The analysis included data on a multiethnic cohort of 1758 adults participating in the Coronary Artery Risk Development in Young Adults (CARDIA) study. All were free of hypertension or cardiovascular disease when participating in year 20 follow-up examination. At that time, the subjects’ mean age was 45 years—about 58% were women, and 40% were black.

Levels of C-terminal FGF23 at year 20 were analyzed for association with longitudinal BP levels and hypertension at years 25 and 30. Hypertension was defined as being on antihypertensive drugs and/or BP levels of 130/80 mm Hg or higher.

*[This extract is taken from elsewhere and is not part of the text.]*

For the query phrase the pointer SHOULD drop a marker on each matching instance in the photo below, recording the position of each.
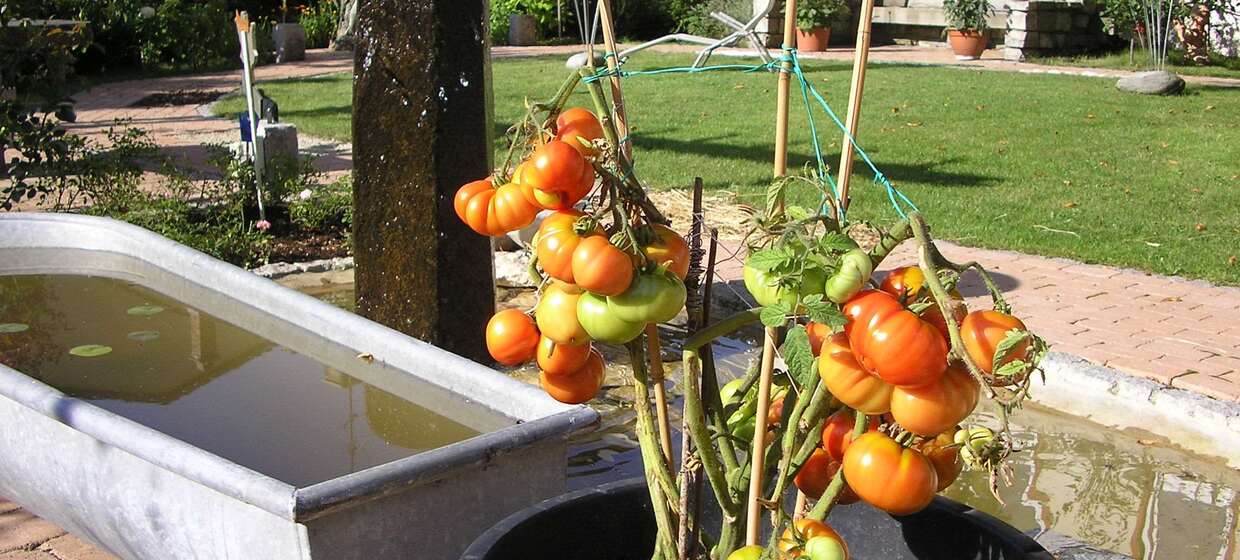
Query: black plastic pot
(614, 522)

Incident hypertension occurred in 35.2% of subjects. In multivariable models, subjects with higher FGF23 levels had greater increases in BP. For the highest compared to lowest FGF23 quartile, increases in systolic BP were +2.1 mm Hg from year 20 to 25 and +2.2 mm Hg from year 25 to 30. Being in the highest quartile of FGF23 was also associated with a greater increase in diastolic BP from year 20 to 25: +1.6 mm Hg.

Relative risk of developing hypertension during follow-up was 1.45 in the highest quartile of FGF23, compared to the lowest quartile. Overall incidence of hypertension was higher in black than white participants: 47.7% versus 27.8%. Although black participants and women were more likely to be in the highest quartile of FGF23, the association with incident hypertension did not vary by race or sex. There was also no difference based on underlying kidney disease, which was present in only a small percentage of subjects.

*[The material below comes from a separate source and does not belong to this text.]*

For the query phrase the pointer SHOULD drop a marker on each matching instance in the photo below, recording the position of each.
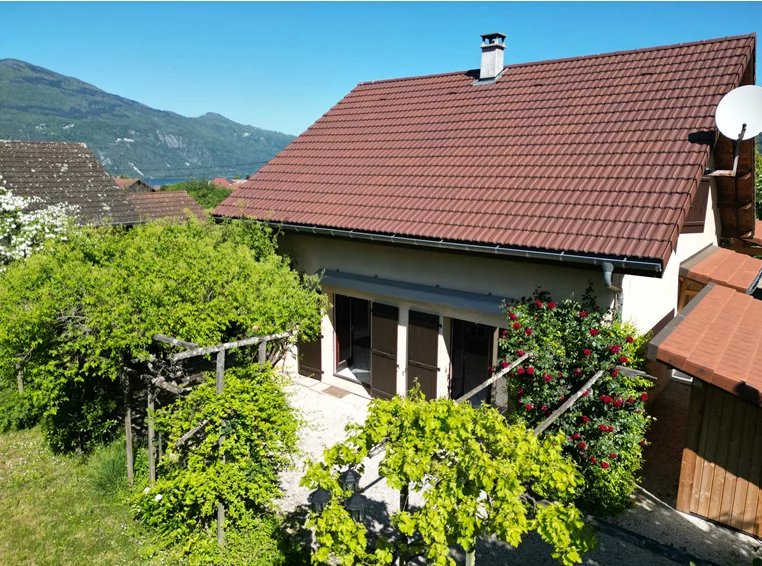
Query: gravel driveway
(651, 533)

Higher FGF23 levels have been linked to worse cardiovascular outcomes. The association of FGF23 with longitudinal increases in blood pressure, or with the increased prevalence of hypertension in black Americans, has been unclear.

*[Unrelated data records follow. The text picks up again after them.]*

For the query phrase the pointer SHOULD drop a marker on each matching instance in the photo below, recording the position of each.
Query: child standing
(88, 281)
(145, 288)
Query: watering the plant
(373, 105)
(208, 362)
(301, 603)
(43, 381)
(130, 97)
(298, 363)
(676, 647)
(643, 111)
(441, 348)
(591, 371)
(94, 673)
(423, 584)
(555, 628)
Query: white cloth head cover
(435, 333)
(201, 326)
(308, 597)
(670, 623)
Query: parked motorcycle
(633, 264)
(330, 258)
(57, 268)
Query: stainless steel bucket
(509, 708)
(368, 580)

These CARDIA study results suggest that higher FGF23 levels are associated with rising blood pressure over time, as well as with an increased incidence of hypertension. Higher FGF23 does not appear to explain the higher rate of incident hypertension among black compared to white participants. The researchers conclude, “FGF23 could have a clinical role as a novel marker in helping to identify individuals at higher risk of developing hypertension, beyond known risk factors” [Akhabue E, et al. FGF23 (fibroblast growth factor-23) and incident hypertension in young and middle-aged adults: the CARDIA study (Coronary Artery Risk Development in Young Adults). Hypertension 2018; https://doi.org/10.1161/HYPERTENSIONAHA.118.11060].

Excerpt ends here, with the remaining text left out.